This is the first anthology of fashion criticism, a growing field that has been too long overlooked. Fashion Criticism aims to redress the balance, claiming a place for writing on fashion alongside other more well-established areas of criticism.
Exploring the history of fashion criticism in the English language, this essential work takes readers from the writing published in avant-garde modernist magazines at the beginning of the twentieth century to the fashion criticism of Robin Givhan-the first fashion critic to win a Pulitzer Prize-and of Judith Thurman, a National Book Award winner. It covers the shift in newspapers from the so-called “women's pages” to the contemporary style sections, while unearthing the work of cultural critics and writers on fashion including Susan Sontag and Eve Babitz (Vogue), Bebe Moore Campbell (Ebony), Angela Carter (New Statesman) and Hilton Als (New Yorker).

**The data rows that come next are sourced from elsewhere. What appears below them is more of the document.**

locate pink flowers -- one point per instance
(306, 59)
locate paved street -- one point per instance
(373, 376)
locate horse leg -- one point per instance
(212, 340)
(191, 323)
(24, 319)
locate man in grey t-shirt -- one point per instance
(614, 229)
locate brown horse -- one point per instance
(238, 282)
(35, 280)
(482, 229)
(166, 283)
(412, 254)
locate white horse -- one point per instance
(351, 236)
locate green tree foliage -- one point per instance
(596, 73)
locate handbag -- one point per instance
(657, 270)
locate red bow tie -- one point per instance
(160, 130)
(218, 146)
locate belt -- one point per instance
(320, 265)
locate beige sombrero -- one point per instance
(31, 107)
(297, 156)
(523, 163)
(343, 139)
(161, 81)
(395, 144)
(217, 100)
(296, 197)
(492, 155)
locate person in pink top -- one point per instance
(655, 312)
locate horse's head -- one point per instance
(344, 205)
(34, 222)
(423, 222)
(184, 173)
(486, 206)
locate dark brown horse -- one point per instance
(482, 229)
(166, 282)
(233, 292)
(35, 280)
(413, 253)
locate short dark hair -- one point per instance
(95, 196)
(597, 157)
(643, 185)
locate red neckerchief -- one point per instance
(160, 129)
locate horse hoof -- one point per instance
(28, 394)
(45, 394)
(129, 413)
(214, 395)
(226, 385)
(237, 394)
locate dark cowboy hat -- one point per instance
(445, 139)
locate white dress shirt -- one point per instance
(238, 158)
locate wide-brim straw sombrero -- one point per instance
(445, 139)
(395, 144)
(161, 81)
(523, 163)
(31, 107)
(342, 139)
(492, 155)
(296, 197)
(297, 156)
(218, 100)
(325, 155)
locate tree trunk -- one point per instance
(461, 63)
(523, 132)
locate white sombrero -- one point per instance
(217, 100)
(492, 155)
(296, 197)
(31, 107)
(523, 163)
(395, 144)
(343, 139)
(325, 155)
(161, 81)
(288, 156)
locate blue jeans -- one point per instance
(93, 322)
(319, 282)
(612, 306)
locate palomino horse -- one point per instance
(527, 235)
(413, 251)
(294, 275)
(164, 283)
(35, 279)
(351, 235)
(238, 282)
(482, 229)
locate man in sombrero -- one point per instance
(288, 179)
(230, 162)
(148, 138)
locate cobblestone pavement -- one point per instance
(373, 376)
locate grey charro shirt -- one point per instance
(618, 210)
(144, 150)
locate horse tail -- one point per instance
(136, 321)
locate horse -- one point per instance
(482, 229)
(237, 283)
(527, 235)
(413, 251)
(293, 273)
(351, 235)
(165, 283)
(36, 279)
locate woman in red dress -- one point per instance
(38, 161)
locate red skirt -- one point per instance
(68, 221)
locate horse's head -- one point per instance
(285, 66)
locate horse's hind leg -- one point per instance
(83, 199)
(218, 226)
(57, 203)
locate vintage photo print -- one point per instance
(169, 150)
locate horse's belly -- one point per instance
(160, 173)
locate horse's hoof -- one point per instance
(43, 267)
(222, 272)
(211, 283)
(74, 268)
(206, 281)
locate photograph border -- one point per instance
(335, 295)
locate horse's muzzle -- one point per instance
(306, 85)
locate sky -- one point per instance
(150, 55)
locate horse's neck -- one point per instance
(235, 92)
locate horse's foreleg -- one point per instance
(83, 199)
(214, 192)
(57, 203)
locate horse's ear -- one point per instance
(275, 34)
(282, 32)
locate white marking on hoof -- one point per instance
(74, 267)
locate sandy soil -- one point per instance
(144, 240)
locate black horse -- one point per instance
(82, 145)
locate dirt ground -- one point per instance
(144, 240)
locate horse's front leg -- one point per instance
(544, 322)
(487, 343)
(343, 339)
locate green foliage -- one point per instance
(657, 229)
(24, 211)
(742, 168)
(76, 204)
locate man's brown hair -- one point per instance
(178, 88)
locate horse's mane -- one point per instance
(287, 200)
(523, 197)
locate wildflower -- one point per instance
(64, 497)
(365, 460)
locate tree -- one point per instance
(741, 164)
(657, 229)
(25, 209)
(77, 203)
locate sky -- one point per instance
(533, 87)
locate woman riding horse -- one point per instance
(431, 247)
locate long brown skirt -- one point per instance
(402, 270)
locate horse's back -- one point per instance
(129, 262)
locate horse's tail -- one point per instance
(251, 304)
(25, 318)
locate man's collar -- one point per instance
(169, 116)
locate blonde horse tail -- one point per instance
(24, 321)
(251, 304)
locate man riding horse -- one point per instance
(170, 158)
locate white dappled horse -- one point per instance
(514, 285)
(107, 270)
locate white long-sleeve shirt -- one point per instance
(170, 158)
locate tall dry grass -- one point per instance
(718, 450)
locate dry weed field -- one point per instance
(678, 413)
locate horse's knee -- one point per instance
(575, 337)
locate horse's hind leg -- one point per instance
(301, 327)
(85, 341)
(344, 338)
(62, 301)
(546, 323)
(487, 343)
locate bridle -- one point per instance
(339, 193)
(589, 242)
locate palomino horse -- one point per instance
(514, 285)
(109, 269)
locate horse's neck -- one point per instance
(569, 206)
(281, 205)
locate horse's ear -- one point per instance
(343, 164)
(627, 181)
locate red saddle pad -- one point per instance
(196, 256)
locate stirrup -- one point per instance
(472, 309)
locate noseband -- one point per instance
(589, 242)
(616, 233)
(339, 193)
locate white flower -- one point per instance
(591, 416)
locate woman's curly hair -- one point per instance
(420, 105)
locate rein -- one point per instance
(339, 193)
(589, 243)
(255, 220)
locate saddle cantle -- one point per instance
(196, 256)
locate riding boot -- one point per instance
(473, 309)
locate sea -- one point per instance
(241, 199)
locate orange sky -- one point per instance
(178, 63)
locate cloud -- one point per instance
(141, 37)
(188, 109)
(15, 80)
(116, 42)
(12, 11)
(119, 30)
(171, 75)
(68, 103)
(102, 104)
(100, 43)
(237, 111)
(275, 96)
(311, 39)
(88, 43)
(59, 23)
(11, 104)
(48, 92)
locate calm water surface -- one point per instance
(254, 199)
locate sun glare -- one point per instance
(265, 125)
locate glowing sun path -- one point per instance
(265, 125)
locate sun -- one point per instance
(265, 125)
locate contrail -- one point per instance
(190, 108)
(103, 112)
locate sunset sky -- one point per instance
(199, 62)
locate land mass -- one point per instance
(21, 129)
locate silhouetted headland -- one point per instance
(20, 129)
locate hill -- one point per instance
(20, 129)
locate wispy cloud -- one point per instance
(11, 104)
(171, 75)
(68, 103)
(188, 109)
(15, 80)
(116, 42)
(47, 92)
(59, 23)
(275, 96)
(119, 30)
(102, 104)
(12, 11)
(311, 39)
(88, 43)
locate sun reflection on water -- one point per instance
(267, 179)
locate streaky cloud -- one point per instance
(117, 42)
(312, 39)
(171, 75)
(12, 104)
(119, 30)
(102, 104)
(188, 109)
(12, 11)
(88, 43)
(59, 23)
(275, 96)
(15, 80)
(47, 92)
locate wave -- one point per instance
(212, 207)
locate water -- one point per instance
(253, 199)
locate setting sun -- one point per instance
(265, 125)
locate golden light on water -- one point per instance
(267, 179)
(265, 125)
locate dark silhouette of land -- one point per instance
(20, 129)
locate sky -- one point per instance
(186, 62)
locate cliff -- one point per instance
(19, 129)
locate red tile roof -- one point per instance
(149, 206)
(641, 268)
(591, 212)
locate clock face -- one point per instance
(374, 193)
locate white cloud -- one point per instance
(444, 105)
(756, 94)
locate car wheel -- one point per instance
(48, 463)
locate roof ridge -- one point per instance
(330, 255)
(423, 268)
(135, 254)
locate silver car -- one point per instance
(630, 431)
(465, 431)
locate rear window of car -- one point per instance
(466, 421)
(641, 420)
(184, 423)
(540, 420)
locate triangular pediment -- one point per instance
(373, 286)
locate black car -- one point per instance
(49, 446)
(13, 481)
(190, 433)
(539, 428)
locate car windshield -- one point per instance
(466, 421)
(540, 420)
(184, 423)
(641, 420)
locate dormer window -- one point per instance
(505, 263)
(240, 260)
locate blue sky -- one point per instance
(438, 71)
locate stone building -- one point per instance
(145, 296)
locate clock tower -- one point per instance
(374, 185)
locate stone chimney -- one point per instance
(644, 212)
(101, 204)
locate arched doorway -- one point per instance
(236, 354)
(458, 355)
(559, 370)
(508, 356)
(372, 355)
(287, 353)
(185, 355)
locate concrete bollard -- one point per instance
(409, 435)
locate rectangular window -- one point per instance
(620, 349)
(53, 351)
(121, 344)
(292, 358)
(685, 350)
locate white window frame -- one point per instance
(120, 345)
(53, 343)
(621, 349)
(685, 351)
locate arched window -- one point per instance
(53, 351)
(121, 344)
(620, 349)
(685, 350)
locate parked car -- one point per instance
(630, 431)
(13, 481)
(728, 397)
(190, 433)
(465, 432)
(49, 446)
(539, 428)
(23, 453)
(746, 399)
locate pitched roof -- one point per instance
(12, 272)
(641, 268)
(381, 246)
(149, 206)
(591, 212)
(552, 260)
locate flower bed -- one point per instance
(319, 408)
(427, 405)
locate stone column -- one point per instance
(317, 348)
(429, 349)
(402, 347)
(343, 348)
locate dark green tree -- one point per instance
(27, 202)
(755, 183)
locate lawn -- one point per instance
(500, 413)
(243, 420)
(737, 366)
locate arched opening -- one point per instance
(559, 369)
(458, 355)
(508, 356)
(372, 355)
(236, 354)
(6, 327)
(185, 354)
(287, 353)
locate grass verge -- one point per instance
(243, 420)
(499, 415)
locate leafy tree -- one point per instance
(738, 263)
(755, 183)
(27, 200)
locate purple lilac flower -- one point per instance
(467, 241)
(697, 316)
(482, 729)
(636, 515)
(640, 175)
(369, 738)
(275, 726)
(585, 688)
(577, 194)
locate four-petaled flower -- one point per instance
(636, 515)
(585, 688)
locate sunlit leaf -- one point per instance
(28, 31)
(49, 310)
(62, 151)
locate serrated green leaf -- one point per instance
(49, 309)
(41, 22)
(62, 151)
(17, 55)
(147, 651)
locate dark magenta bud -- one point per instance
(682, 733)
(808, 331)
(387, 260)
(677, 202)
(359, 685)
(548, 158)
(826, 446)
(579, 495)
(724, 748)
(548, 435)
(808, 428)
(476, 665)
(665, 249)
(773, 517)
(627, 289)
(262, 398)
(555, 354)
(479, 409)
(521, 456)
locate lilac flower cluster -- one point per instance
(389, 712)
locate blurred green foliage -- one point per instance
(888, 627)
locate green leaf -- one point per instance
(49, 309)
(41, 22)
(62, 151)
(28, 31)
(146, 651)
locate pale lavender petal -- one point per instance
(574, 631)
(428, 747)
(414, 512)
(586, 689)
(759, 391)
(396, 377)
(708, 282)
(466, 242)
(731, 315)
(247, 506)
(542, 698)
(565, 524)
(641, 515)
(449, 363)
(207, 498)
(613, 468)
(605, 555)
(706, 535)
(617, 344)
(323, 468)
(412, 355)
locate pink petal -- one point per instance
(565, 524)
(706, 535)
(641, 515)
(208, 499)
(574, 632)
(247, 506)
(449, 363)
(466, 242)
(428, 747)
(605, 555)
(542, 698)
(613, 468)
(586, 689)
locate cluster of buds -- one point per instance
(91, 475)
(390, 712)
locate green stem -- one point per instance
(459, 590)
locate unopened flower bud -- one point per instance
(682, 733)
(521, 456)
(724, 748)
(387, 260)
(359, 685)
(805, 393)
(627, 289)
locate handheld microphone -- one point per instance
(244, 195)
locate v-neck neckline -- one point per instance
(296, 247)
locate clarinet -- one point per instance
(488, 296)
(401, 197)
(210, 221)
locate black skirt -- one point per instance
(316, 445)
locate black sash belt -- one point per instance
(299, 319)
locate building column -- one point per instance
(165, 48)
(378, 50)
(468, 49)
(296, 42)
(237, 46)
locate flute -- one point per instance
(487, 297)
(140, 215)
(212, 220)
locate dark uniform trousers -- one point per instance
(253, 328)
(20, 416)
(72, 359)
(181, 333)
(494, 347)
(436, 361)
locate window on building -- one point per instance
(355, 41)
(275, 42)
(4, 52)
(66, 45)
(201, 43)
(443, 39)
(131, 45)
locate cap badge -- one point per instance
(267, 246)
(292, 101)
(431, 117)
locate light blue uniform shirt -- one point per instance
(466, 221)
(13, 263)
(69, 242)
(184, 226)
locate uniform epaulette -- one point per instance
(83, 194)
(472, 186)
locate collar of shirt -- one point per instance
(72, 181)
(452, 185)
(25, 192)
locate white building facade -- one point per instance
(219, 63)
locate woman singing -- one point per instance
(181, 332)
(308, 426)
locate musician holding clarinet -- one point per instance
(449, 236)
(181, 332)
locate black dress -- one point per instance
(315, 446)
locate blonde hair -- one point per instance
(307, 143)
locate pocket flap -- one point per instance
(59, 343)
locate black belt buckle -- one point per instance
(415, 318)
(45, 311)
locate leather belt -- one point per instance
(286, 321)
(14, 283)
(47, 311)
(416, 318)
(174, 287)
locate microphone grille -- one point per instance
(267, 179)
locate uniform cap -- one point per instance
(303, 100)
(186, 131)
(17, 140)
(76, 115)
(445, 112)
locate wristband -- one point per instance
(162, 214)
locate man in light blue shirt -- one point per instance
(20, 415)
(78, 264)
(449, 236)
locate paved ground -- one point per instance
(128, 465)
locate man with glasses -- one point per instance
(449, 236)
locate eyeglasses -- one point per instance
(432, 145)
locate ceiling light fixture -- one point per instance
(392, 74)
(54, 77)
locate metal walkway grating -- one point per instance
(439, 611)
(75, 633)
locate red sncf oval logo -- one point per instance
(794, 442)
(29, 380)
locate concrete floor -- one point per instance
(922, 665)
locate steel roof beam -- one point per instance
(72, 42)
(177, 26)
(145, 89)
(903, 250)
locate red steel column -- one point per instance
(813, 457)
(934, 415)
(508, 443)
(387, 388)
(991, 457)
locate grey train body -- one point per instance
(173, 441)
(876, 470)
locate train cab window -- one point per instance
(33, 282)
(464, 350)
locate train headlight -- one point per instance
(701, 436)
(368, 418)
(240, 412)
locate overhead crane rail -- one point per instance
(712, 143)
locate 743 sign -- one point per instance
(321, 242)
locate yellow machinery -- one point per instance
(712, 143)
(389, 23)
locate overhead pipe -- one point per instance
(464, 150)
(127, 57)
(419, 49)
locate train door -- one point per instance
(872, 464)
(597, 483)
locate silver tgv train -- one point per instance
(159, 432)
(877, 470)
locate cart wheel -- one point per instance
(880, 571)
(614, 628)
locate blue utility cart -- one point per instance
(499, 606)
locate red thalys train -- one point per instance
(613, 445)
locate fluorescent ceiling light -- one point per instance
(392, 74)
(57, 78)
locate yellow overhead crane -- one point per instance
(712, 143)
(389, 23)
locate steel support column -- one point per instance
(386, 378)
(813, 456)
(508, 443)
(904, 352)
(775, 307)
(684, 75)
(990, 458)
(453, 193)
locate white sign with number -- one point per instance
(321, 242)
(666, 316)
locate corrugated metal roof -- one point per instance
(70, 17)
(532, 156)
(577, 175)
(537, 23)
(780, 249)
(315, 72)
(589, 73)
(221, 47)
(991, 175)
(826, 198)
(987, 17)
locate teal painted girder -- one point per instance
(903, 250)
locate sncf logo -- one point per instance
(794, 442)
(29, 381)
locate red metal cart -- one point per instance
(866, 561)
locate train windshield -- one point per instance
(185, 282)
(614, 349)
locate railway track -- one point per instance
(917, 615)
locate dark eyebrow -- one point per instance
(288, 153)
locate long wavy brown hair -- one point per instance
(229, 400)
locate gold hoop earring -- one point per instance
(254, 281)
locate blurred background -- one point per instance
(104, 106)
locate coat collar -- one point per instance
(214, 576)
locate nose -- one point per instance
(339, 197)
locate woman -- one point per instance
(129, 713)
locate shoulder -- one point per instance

Examining the gender dynamics of the field and its historical association with the feminine, Fashion Criticism demonstrates how fashion has gained ground as a subject of critical analysis, capitalizing on the centrality of dress and clothing in an increasingly visual and digital world. The book argues that fashion criticism occupied a central role in negotiating shifting gender roles as well as shifting understandings of race.
Bringing together two centuries of previously uncollected articles and writings, from Oscar Wilde's editorials in The Woman's World to the ground-breaking fashion journalism of the 1980s and today's proliferation of fashion bloggers, it will be an essential resource for students of fashion studies, media and journalism.